OMAHA, Neb. — Tommie O’Quinn couldn’t stop shaking.
Green beads hung around his neck, next to a thick gold chain. A Norfolk State hat perched on his head, about to fall off. His left hand absentmindedly clutched a green and gold pompom. Under his right arm was the letterman’s jacket the 69-year-old waved and clutched and wore the previous two hours.
The jacket belongs to his son, Kyle. The same Kyle who sprinted toward a television camera at the CenturyLink Center Friday night, clutching the basketball and screaming seconds after No. 15 seed Norfolk State stunned No. 2 Missouri 86-84 in the NCAA tournament.
“I’ve got to get some rest,” Tommie O’Quinn said. “I don’t know who’s going to pay my hotel bill tonight.”
The words tumbled out, preaching to the near-empty arena.
“Yeah, baby, yeah!” he shouted toward the vast ceiling. “N-S-U! N-S-U!”
A stranger took his picture with Tommie O’Quinn. A handful of police officers watched and grinned.
O’Quinn knew this could be his son’s last college game. So, the New York landlord and his 34-year-old stockbroker son, Carroll, scraped up around $1,000 each. They booked a hotel room in Omaha for two nights.
They swore they weren’t surprised by what unfolded, as Norfolk State became only the fifth No 15 seed to win in NCAA tournament history. But they couldn’t stop smiling or shaking their heads. They knew the story.
One Division I scholarship was offered to Kyle O’Quinn out of Campus Magnet High in Jamaica, N.Y. Norfolk State coach Anthony Evans was struck by O’Quinn’s 6-foot-10, 240-pound frame. But O’Quinn was raw, after just two years of organized basketball.
Go to college and play a sport, Tommie O’Quinn encouraged his son. Baseball, basketball, football. Didn’t matter which one.
“I tell you, he surprised us,” Tommie O’Quinn said. “We didn’t know he could do this. We had no idea he could do this.”
After 26 points and 14 rebounds from Kyle O’Quinn on Friday, his father scrambled for words to describe what happened. The center averaged 15.9 points and 10.4 rebounds this season and ranked 14th in the country in blocked shots. But most of those came in the Mid-Eastern Athletic Conference that Norfolk State won. This was different. This was wow. That’s what Carroll O’Quinn thought.
“I believed in him, and I knew he could do this, but man …” he said.
There was Kyle O’Quinn’s put-back of a missed jump shot in the final seconds, followed by him hugging teammates on the bench. Or fighting three Missouri defenders for a rebound to force a jump ball. A few seconds later, he smiled and nodded and mouthed words at his father during a timeout. That’s the fellow his teammates know, the jokester and would-be rapper who amuses them with awkward dance moves he invents. The day before the game, he admitted to “jitterbugs.”

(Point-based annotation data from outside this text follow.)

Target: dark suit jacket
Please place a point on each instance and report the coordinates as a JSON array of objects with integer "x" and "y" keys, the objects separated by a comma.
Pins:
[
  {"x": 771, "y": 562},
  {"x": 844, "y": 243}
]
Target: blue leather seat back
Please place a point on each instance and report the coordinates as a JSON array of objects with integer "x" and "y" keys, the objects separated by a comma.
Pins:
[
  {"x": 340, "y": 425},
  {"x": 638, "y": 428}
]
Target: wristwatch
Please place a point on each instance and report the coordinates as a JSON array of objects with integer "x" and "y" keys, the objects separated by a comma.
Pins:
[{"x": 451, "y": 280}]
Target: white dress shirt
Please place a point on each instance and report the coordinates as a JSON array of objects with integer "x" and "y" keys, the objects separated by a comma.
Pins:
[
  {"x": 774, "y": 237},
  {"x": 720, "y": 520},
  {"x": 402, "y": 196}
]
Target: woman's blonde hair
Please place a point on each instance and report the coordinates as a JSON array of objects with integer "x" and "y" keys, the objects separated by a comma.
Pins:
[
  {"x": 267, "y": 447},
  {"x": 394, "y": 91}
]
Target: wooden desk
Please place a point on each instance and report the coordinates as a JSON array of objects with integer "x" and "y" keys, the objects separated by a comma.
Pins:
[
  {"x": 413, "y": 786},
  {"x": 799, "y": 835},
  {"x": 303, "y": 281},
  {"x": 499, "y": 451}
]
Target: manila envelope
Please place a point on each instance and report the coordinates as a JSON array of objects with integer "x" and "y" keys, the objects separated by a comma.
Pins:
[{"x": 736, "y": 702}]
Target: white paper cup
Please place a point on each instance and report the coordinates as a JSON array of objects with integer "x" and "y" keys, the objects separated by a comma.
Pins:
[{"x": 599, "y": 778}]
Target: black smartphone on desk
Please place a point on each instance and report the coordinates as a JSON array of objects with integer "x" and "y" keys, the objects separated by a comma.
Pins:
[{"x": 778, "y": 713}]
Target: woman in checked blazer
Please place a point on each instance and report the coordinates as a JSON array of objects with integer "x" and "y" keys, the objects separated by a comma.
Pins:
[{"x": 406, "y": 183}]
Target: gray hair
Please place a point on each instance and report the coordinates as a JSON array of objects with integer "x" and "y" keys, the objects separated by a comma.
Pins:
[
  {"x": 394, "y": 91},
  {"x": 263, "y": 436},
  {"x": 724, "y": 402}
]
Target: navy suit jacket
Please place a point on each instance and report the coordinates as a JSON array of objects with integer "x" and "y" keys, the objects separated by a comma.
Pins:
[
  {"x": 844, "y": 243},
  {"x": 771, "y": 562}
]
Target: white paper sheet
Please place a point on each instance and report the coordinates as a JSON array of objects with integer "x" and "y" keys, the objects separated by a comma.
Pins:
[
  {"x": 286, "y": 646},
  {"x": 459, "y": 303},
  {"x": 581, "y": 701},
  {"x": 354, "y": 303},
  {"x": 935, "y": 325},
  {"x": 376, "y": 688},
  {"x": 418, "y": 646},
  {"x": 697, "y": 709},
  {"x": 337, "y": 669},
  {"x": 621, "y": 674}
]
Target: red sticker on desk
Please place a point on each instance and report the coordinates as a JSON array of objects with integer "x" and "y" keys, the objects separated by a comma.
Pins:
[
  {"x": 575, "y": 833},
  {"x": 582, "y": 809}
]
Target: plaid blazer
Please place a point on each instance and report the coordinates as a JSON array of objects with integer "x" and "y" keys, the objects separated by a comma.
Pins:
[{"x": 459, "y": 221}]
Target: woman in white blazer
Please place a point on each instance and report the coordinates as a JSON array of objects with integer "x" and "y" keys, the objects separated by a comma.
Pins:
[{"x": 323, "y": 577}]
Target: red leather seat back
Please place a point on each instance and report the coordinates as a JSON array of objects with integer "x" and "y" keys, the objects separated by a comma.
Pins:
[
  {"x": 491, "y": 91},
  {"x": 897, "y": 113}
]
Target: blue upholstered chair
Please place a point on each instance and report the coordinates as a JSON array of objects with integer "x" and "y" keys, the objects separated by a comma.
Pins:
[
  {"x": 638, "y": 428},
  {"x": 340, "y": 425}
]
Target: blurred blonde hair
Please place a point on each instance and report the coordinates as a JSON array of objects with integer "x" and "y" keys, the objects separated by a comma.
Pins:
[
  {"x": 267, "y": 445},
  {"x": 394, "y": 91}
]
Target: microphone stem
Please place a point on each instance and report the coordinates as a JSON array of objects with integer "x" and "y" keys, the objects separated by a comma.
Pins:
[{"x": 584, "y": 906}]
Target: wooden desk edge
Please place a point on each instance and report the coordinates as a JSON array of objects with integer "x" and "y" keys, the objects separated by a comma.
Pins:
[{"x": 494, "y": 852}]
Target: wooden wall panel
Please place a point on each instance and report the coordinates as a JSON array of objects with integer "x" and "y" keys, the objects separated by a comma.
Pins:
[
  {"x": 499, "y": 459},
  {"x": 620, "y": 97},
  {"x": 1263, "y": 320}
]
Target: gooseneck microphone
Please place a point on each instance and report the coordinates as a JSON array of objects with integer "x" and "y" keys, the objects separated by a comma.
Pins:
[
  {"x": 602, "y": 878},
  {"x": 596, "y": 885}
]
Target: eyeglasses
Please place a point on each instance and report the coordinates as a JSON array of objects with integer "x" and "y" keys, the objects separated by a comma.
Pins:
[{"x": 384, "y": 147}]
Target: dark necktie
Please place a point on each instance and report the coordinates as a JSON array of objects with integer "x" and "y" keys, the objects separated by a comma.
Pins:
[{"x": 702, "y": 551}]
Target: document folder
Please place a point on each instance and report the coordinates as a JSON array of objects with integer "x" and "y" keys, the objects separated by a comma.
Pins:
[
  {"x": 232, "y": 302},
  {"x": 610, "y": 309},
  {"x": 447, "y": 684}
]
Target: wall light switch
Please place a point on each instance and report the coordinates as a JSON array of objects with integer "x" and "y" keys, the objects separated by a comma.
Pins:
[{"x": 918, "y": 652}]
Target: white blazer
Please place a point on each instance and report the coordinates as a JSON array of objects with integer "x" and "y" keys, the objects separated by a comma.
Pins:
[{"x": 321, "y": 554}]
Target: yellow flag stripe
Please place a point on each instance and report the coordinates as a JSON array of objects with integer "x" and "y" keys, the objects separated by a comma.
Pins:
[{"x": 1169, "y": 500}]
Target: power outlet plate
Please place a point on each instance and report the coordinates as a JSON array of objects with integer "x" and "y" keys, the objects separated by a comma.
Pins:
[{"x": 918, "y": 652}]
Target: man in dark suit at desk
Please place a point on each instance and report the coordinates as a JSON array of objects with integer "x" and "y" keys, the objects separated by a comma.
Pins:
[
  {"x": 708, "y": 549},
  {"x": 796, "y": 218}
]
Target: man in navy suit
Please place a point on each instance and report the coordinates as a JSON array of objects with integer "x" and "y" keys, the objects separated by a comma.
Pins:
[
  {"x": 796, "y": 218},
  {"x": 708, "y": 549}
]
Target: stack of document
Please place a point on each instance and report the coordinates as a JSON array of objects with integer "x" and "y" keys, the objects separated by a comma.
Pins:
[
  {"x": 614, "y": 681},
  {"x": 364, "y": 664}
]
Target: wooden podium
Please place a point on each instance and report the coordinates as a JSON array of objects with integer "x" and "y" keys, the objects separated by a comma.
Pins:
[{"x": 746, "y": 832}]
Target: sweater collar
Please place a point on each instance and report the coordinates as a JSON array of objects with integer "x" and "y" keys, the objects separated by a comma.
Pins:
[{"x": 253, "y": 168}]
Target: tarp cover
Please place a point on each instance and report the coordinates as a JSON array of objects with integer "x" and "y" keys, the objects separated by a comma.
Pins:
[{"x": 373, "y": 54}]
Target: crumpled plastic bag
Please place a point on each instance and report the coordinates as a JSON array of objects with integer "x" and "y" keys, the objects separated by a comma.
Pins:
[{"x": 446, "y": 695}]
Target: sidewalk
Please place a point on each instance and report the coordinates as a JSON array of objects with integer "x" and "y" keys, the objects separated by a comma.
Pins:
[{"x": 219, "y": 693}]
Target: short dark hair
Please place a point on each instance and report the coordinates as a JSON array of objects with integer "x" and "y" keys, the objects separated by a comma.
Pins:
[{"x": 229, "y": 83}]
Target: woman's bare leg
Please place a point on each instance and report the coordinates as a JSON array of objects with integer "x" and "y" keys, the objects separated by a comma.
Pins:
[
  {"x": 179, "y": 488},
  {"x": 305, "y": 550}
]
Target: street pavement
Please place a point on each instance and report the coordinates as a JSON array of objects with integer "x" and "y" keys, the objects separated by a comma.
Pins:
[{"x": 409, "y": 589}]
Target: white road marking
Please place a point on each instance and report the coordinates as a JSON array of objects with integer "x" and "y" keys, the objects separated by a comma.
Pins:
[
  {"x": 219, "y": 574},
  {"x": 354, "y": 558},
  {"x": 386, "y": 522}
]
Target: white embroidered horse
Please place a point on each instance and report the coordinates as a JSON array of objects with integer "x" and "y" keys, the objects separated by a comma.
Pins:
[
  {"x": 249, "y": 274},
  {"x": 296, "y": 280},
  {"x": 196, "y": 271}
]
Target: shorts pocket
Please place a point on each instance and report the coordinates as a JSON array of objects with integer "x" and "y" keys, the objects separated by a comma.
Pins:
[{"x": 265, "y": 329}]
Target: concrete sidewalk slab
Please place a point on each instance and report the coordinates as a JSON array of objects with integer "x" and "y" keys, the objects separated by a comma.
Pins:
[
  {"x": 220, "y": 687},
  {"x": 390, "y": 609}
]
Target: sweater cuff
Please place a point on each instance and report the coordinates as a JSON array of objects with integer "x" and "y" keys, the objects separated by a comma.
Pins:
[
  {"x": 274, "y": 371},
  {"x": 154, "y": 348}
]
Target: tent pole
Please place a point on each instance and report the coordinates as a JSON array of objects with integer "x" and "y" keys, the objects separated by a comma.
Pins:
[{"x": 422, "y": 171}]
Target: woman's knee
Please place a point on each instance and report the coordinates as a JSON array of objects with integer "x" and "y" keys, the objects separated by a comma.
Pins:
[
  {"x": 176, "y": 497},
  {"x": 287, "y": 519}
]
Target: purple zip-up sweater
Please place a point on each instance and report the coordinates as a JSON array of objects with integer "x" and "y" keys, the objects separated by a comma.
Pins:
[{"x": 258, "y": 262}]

Sure, he missed two free throws with 3.8 seconds left. Every man, woman and child was on their feet. Nervous conversation rippled through the arena.
Tommie O’Quinn held up the letterman’s jacket.
Two point nine seconds turned into Phil Pressey’s 3-pointer rimming off and into Kyle O’Quinn’s arms.
In the locker room, the whiteboard still listed six keys to Norfolk State’s first-ever NCAA tournament game in green marker. Things like “transition defense” and “wear them down.” Players waded through dozens of texts on their smart phones. Called mothers. Pointed out web sites where they decorated the front page. Mentioned President Barack Obama and basketball analyst Charles Barkley picked against them. Evans never had time to address them.
“Oh, my goodness,” one shouted.
“Teachers might as well pass us all,” bellowed another.
“We’ve got to be trending right now,” senior Marcos Tamares said, then grabbed up his phone. “Twitter, oh, my god.”
A manager picked her way between the television cameras and microphones and over bottles of Minute Maid orange juice and blue Powerade.
“You all done being famous?” she said. “You’re not messing up the routine.”
She held a clear plastic garbage bag to deposit uniforms in.
Shouts of “O’Quinnsanity” followed Kyle O’Quinn into the locker room.
Down the hall, out the tunnel and in the arena, Tommie O’Quinn wondered if his wife, Regina, passed out at game’s end. Wanting to save money, she stayed home in New York.
“She’s going to be ashamed of herself for not coming, I’m telling you,” Tommie O’Quinn said. “Penny-wise and pound-foolish. … She may have been too nervous.”
He looked around, eyes wide behind gold-framed glasses.
“Unbelievable,” he shouted. “Unbelievable.”